Mary Lattimore uses her harp to mine memories and connect to the world
In advance of her Wexner Center show on Sunday, the Los Angeles musician talks about Wawa, the Log Lady and emotionally connecting to the world through her harp
Before relocating to Los Angeles, harpist Mary Lattimore lived in Philadelphia for 13 years, and every summer she would drive to Long Beach Island in New Jersey.
“I had a special little beach I would go to there, … and there was this Wawa that I really liked to go to that was right by the entrance to the beach. You could change into your swimsuit there and get a hoagie and take it out to the beach,” said Lattimore, who later wrote “Wawa by the Ocean,” a spritely yet meditative, 10-minute harp piece dedicated to one link in this country’s greatest convenience store chain (yes, better than Sheetz). “It's a nostalgic song since I don't live there anymore. I play it as a tribute to that place and that time in my life.”
Memory plays a central role in Lattimore’s gorgeous, wordless songs, which are often composed entirely on harp and then hypnotically looped and layered. “We Just Found Out She Died,” for instance, came about after Lattimore heard news of the death of actress Catherine Coulson, who played the character Margaret Lanterman, better known as the Log Lady, in the TV series “Twin Peaks.” Lattimore previously went with a friend to hear Coulson speak at a library in Philadelphia.
“It was such a cool talk, and we really liked her personality, so that song is kind of a tribute to her. … She seemed so vibrant,” Lattimore said.
Both “Wawa” and “She Died” are featured on Collected Pieces: 2015 – 2020, a beautiful new compendium of two rarities collections that follows Lattimore’s excellent 2020 release, Silver Ladders, which was produced by Slowdive’s Neil Halstead and found its way onto countless year-end lists last winter. On Sunday, Dec. 5, Lattimore will perform at the Wexner Center’s Mershon Auditorium along with experimental accordionist Walt McClements. (Originally scheduled opener Ana Roxanne had to cancel due to a vocal cord injury.)

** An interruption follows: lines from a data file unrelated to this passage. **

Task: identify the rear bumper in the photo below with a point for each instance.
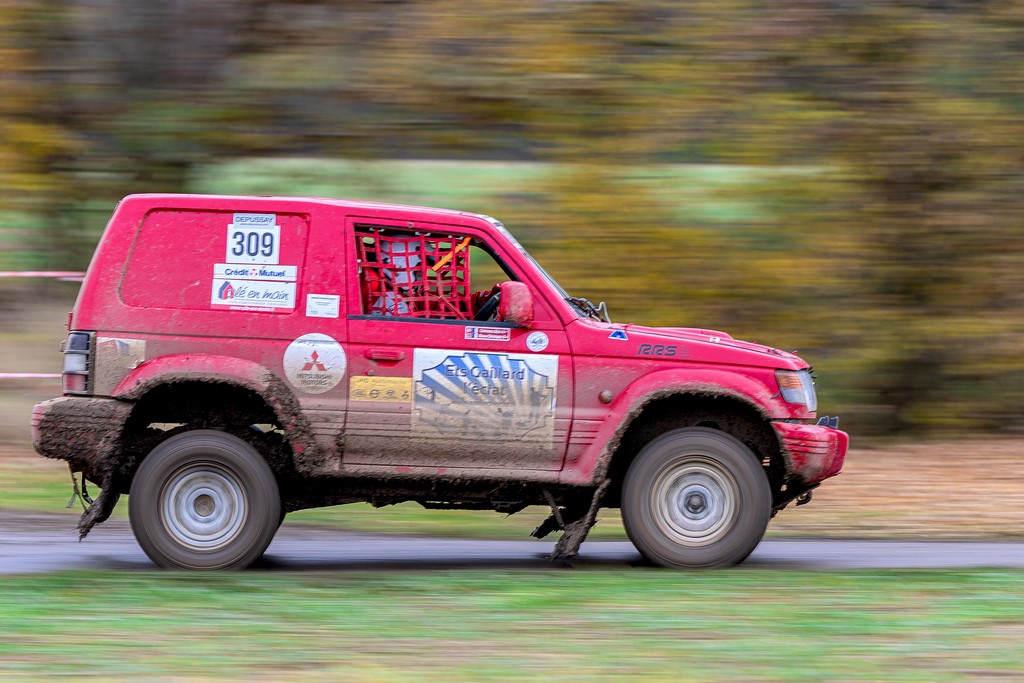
(81, 430)
(813, 453)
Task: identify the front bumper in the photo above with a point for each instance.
(813, 453)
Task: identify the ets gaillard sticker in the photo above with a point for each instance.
(484, 396)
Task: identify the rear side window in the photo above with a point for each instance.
(216, 260)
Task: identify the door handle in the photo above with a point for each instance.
(385, 354)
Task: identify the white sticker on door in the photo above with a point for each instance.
(323, 305)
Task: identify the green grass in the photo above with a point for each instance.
(581, 625)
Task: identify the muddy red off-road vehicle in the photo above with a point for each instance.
(232, 358)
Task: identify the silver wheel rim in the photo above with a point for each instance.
(203, 507)
(694, 502)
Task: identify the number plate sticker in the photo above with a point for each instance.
(253, 238)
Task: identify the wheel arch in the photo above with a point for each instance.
(717, 409)
(213, 392)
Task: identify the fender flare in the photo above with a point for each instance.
(592, 467)
(212, 368)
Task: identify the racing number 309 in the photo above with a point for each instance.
(252, 244)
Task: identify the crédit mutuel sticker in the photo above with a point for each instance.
(314, 363)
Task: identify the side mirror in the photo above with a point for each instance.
(516, 304)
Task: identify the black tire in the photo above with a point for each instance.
(204, 500)
(695, 498)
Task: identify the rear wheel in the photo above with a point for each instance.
(204, 500)
(695, 498)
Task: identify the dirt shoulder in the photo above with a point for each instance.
(942, 489)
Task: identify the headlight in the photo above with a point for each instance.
(797, 387)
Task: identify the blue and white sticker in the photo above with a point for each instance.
(537, 342)
(468, 395)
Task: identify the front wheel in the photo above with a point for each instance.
(204, 500)
(695, 498)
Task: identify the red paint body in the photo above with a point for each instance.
(157, 300)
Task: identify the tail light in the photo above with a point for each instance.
(77, 373)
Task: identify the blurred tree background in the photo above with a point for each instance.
(841, 178)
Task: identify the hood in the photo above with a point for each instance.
(689, 344)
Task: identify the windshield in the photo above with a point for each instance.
(583, 306)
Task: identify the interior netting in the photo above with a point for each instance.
(414, 274)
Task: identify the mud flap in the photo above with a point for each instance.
(99, 510)
(567, 548)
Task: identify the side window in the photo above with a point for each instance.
(421, 274)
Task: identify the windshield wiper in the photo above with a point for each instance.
(598, 312)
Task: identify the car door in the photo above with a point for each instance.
(430, 386)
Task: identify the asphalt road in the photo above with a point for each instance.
(32, 544)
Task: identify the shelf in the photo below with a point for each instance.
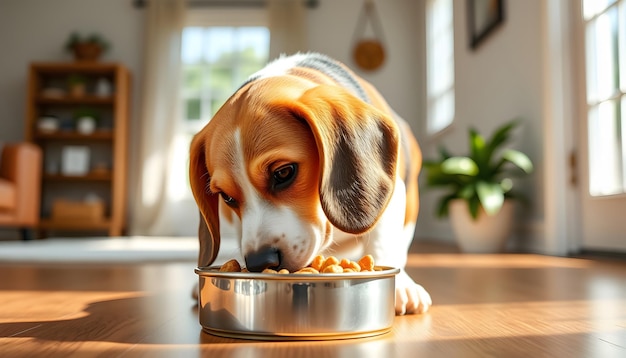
(73, 135)
(69, 100)
(88, 177)
(78, 224)
(49, 94)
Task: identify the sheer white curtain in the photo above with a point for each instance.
(154, 208)
(160, 200)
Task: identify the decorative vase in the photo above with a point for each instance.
(86, 125)
(486, 234)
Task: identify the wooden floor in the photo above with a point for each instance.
(484, 306)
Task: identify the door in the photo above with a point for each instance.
(602, 134)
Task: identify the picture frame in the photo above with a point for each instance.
(483, 17)
(75, 160)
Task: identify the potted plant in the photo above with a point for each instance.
(86, 48)
(479, 189)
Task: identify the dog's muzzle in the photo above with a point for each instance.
(267, 257)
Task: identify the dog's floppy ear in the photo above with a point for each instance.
(358, 147)
(209, 227)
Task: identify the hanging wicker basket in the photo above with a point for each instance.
(369, 54)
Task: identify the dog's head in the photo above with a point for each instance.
(291, 160)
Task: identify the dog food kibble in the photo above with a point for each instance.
(231, 266)
(320, 264)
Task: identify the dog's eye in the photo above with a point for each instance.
(284, 176)
(229, 200)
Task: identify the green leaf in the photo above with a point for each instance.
(467, 191)
(477, 146)
(519, 159)
(491, 196)
(444, 205)
(459, 165)
(474, 205)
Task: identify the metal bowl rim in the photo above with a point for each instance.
(381, 272)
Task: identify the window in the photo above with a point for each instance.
(605, 36)
(440, 64)
(217, 57)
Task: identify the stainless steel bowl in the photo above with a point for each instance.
(296, 306)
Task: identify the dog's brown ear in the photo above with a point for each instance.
(209, 227)
(358, 147)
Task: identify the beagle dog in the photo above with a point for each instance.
(306, 158)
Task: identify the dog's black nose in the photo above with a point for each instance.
(266, 257)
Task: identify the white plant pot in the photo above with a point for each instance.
(486, 234)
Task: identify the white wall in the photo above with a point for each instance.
(499, 81)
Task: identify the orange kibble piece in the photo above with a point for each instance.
(331, 260)
(307, 270)
(317, 262)
(348, 264)
(367, 263)
(230, 266)
(332, 269)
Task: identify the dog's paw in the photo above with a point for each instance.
(411, 298)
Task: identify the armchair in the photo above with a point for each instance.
(20, 187)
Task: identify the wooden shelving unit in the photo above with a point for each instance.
(107, 145)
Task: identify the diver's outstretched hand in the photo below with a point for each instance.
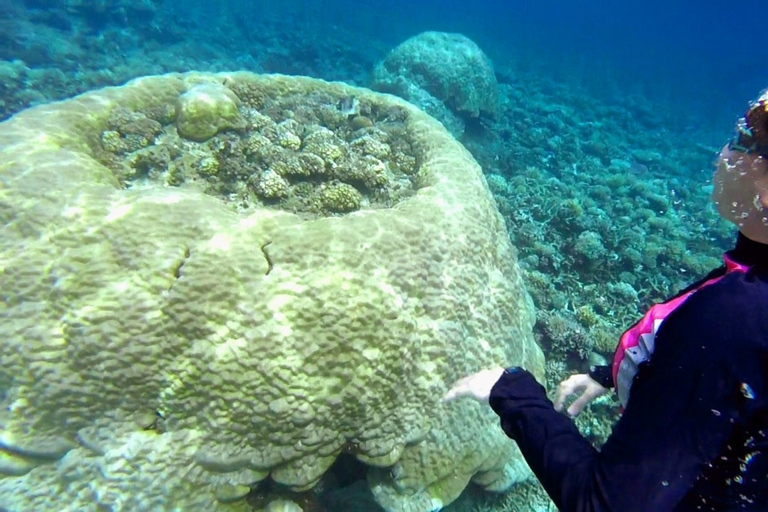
(477, 386)
(582, 384)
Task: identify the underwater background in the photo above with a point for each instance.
(597, 145)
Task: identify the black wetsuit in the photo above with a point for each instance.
(694, 434)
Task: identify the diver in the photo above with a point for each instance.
(691, 375)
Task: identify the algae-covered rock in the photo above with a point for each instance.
(447, 75)
(165, 348)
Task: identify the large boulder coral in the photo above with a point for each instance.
(165, 347)
(447, 75)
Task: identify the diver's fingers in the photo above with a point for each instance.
(591, 390)
(568, 387)
(579, 404)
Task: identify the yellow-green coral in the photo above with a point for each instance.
(205, 110)
(262, 343)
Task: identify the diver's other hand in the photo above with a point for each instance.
(581, 384)
(477, 386)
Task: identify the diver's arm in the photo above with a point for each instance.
(680, 413)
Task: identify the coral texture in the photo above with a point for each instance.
(163, 349)
(447, 75)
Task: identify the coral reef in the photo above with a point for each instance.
(446, 75)
(167, 347)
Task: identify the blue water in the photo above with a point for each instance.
(602, 152)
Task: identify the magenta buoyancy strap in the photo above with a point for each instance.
(637, 343)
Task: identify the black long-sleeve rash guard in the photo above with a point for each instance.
(694, 434)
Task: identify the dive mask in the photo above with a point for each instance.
(752, 131)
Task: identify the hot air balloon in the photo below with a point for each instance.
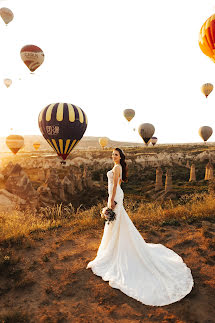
(146, 131)
(207, 88)
(103, 142)
(32, 56)
(36, 145)
(207, 37)
(129, 114)
(7, 15)
(154, 140)
(205, 132)
(15, 143)
(7, 82)
(62, 125)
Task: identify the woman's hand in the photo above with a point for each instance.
(112, 204)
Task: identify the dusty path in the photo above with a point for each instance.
(46, 280)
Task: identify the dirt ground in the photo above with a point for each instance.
(47, 281)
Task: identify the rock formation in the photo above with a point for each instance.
(208, 171)
(10, 202)
(168, 181)
(158, 183)
(18, 183)
(192, 173)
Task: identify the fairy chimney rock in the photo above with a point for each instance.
(192, 173)
(210, 171)
(158, 183)
(168, 181)
(101, 178)
(207, 170)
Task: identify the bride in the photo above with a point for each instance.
(150, 273)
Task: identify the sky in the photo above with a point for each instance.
(106, 56)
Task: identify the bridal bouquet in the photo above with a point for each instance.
(108, 214)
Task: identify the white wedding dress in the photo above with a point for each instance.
(150, 273)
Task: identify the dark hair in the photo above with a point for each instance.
(123, 164)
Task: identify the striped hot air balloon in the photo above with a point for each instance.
(207, 38)
(7, 82)
(32, 56)
(36, 145)
(62, 125)
(7, 15)
(129, 114)
(146, 131)
(15, 143)
(154, 140)
(205, 132)
(206, 89)
(103, 142)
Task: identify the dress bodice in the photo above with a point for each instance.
(110, 176)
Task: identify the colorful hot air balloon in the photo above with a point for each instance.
(7, 82)
(154, 140)
(36, 145)
(62, 125)
(129, 114)
(103, 142)
(205, 132)
(7, 15)
(32, 56)
(207, 88)
(146, 131)
(207, 38)
(15, 143)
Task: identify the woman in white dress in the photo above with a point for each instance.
(150, 273)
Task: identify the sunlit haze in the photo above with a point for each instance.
(107, 56)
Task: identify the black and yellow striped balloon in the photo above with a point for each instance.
(62, 125)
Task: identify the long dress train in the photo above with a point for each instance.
(150, 273)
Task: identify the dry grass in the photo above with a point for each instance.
(190, 208)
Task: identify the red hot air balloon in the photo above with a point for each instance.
(32, 56)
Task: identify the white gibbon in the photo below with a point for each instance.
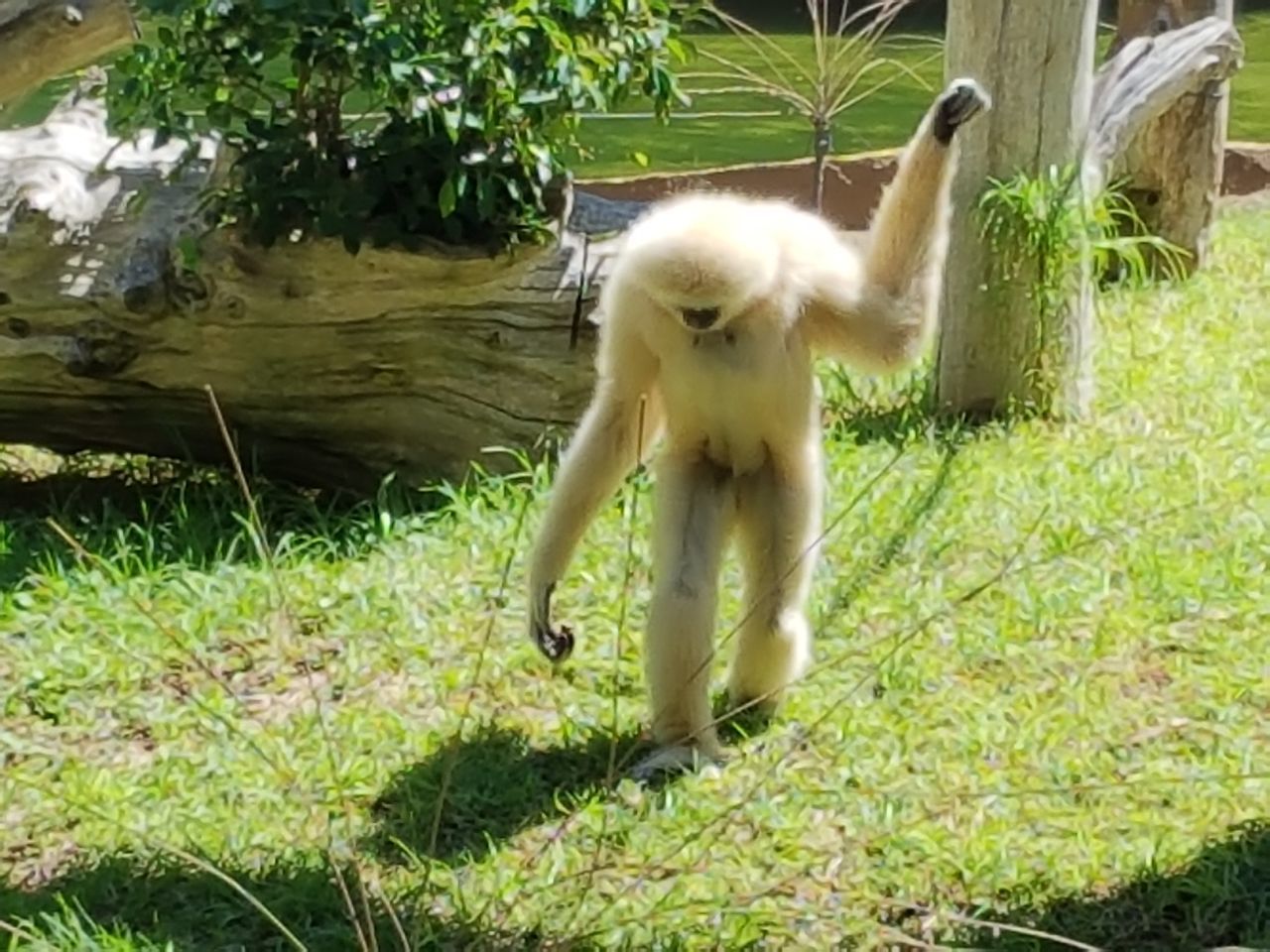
(710, 318)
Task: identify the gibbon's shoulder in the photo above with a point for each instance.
(722, 212)
(726, 226)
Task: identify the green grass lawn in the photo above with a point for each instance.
(1080, 748)
(698, 137)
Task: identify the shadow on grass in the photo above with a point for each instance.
(157, 902)
(495, 784)
(1220, 900)
(151, 516)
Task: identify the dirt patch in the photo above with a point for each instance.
(853, 182)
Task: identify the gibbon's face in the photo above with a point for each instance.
(703, 259)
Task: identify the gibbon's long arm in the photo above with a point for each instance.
(619, 426)
(883, 318)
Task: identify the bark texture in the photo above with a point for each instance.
(45, 39)
(1175, 163)
(1037, 58)
(331, 370)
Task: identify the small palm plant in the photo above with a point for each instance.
(852, 59)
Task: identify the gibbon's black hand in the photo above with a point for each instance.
(962, 100)
(556, 644)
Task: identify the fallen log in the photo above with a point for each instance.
(1037, 62)
(331, 370)
(45, 39)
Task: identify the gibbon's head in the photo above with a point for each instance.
(705, 258)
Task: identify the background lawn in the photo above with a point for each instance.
(699, 137)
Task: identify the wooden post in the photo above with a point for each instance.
(1175, 164)
(1037, 60)
(45, 39)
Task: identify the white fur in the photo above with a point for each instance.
(735, 407)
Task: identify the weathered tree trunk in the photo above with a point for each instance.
(331, 370)
(1049, 111)
(1175, 164)
(45, 39)
(1037, 60)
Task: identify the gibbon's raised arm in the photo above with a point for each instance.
(881, 316)
(607, 445)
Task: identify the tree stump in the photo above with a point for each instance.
(1175, 163)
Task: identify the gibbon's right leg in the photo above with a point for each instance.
(881, 317)
(779, 513)
(619, 426)
(693, 516)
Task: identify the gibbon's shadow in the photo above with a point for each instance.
(178, 515)
(160, 901)
(1219, 900)
(495, 784)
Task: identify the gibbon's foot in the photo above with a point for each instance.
(962, 99)
(556, 644)
(676, 760)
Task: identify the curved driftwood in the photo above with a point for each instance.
(1175, 162)
(333, 370)
(45, 39)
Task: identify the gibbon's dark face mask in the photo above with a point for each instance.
(699, 317)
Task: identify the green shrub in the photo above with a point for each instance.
(393, 121)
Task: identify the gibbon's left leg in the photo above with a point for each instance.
(693, 516)
(880, 312)
(779, 513)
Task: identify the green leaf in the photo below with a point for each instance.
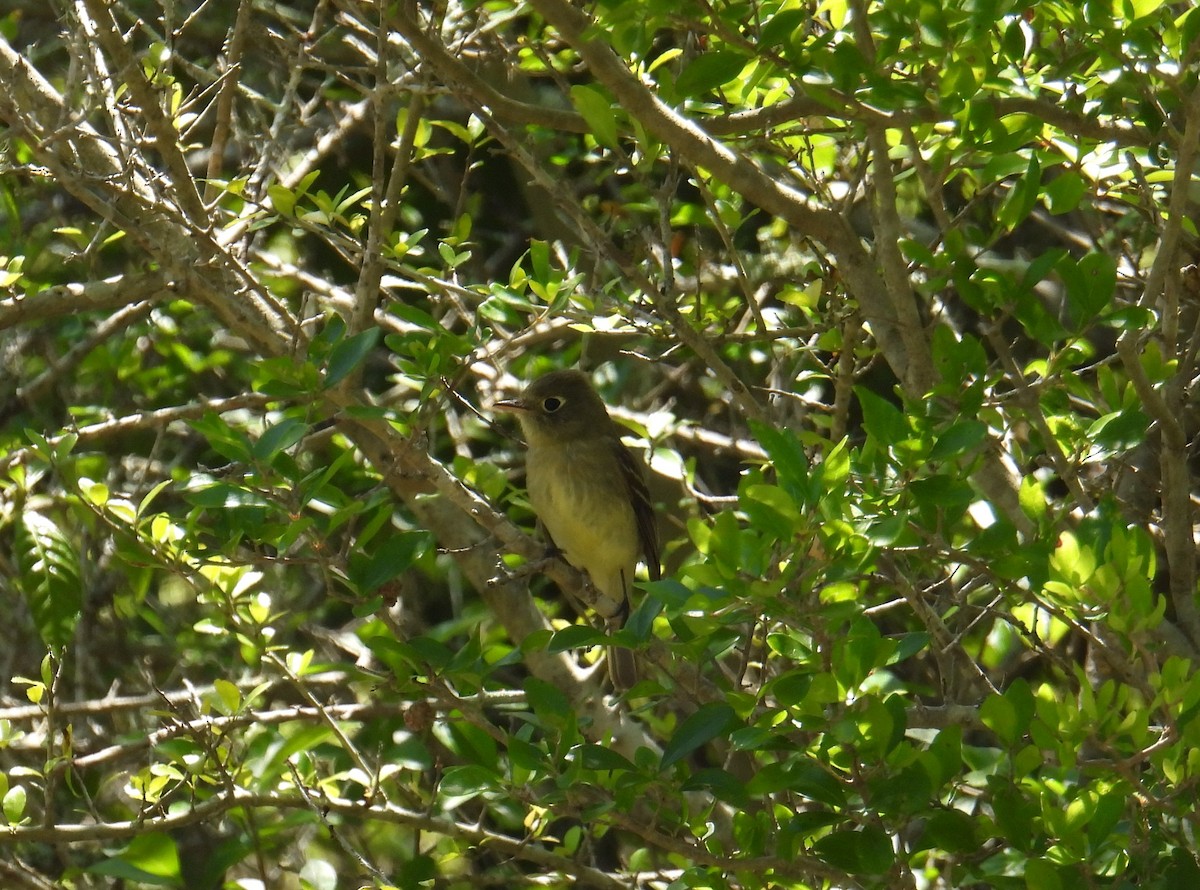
(803, 776)
(864, 852)
(883, 421)
(786, 455)
(348, 354)
(576, 636)
(460, 785)
(48, 576)
(149, 859)
(279, 438)
(598, 112)
(599, 757)
(708, 71)
(15, 804)
(997, 714)
(389, 559)
(707, 723)
(963, 437)
(1063, 192)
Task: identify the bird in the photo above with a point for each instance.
(589, 494)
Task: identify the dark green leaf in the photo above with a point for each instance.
(864, 852)
(598, 112)
(348, 354)
(576, 636)
(708, 71)
(48, 576)
(707, 723)
(279, 438)
(885, 422)
(965, 436)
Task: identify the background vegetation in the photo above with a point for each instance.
(897, 296)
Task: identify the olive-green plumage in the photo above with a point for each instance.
(588, 492)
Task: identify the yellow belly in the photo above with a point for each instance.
(592, 522)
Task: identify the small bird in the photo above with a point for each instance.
(588, 492)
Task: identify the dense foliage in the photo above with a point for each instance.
(895, 299)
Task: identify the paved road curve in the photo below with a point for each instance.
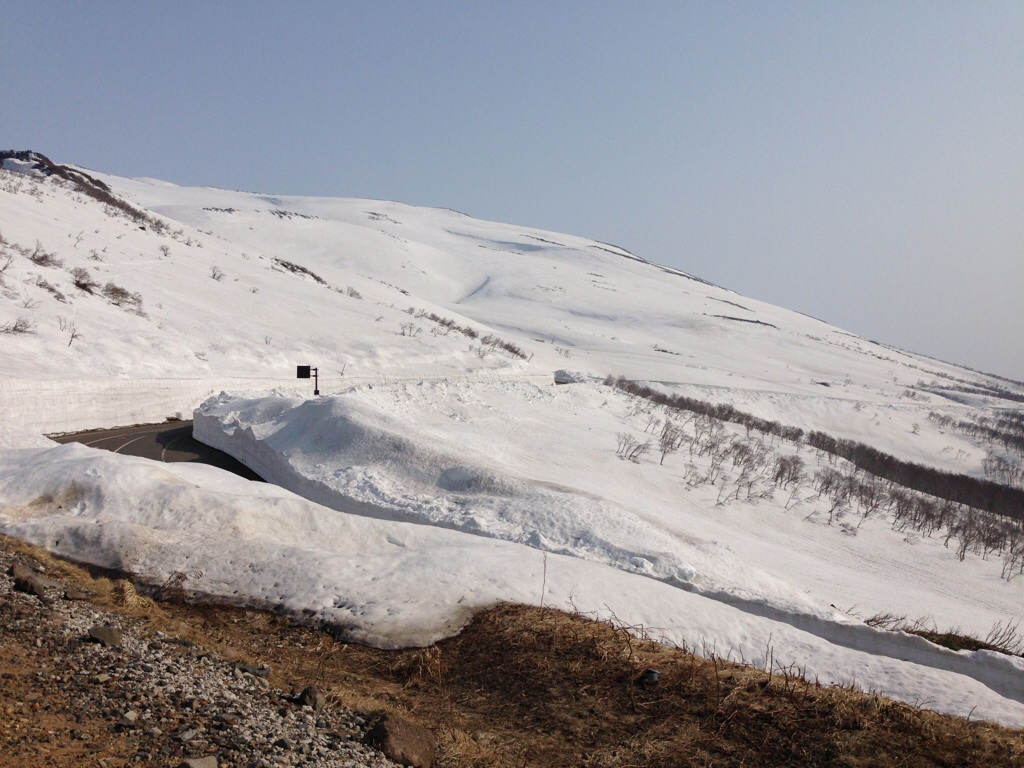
(171, 441)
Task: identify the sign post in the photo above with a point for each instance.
(302, 372)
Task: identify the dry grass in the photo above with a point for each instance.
(538, 687)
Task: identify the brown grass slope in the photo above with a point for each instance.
(538, 687)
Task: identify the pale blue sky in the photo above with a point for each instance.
(861, 162)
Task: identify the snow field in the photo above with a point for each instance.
(396, 584)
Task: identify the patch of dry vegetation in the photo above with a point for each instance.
(526, 686)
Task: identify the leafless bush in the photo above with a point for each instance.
(18, 326)
(122, 297)
(44, 258)
(629, 448)
(83, 281)
(671, 439)
(46, 286)
(70, 328)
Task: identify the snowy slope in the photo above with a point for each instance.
(451, 471)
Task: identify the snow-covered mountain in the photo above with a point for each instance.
(445, 470)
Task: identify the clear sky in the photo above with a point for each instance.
(861, 162)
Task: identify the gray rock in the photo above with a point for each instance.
(208, 762)
(403, 741)
(107, 635)
(312, 696)
(30, 585)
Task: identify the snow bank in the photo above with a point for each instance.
(393, 584)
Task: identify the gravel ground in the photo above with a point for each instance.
(73, 693)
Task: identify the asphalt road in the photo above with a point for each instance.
(171, 441)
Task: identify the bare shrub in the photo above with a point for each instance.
(46, 286)
(630, 449)
(70, 328)
(122, 297)
(18, 326)
(44, 258)
(83, 281)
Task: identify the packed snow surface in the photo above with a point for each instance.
(443, 470)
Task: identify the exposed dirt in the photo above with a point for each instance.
(534, 687)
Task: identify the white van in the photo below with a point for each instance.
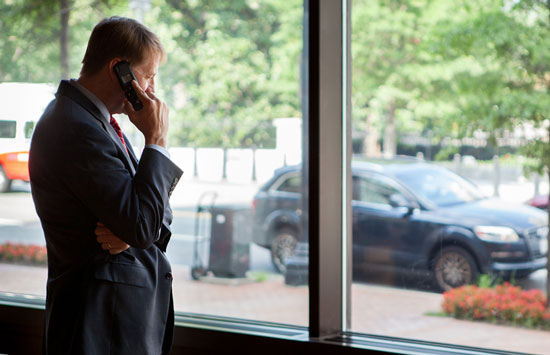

Only recently did Lattimore discover the impact Silver Ladders had on listeners. “Being on tour and having people come up to me at the table and tell me how much that [album] was a companion for them, it's been so cool to hear that,” Lattimore said by phone from New York City, where she recently played three sold-out shows at Union Pool. “I think it's also because it's instrumental, and you can kind of take it to your own place. Also the harp has a soothing sound to it, and people's nerves have been very frazzled in the past year and a half. ... It makes me really happy to hear that it's been helping people and making them less anxious and keeping them company during the pandemic.”
Lattimore had a hard time making new music amid the pandemic. For one, despite the challenges of lugging around an enormous, 85-pound instrument, Lattimore loves to tour. Staying home (“in my weird apartment by myself”) for weeks on end made her restless, coupled with the sobering reality that there was no end in sight to the pandemic. “It was really hard to wrap my head around being stir crazy, but also not knowing if [touring] will ever happen again,” she said.
Lattimore also felt numb. “It just wasn't flowing. Melodies were not coming,” she said. “The harp is my way of connecting with the world in this emotional way, so I was just like, no, the feeling isn't there. I don't want to make up something on the harp just to kill time. … I want to save it for something that I feel sincere about making.”
Instead, Lattimore pivoted to other instruments like keyboard and harmonium while working on remote collaborations. “It was sound-based rather than emotion-based playing, I think. … We were passing [tracks] back and forth, and it was almost like a math problem or something. It wasn't very emotional playing, but it was technically cool,” she said. “I was also doing a lot of playing for money, like session work — making up songs for assignments.”
She did manage to improvise and record one song, “We Wave from Our Boats,” during the early days of pandemic isolation, when Lattimore would wave to neighbors in a gesture of solidarity, similar to the way in which people feel a natural compulsion to wave to other people on boats while out alone on the water.
Now, finally, Lattimore is back on the road, playing shows with just her harp and an effects pedal, using the recorded versions of her songs as skeletal frameworks for live improvisations that tend to create a reflective, meditative space for the audience. “At my shows, people aren't, like, screaming and dancing,” she said, adding that her song titles and specific memories are for her own nostalgic musings; the hope is for listeners to create their own attachments. “It’s not, ‘OK, now you have to think about the Log Lady.’ I'm not assigning you to think about what the title is about. It's really for the listener to figure out on their own where they want to take it.”
Now that Lattimore is boosted, armed with COVID tests and performing in front of vaccinated audiences, she said much of the anxiety associated with performing in a pandemic has begun to dissipate. “I just feel total relief, honestly. I'm very overjoyed to be playing for people again, to be in the same room as people again and connecting,” she said. “It's something that I really missed.”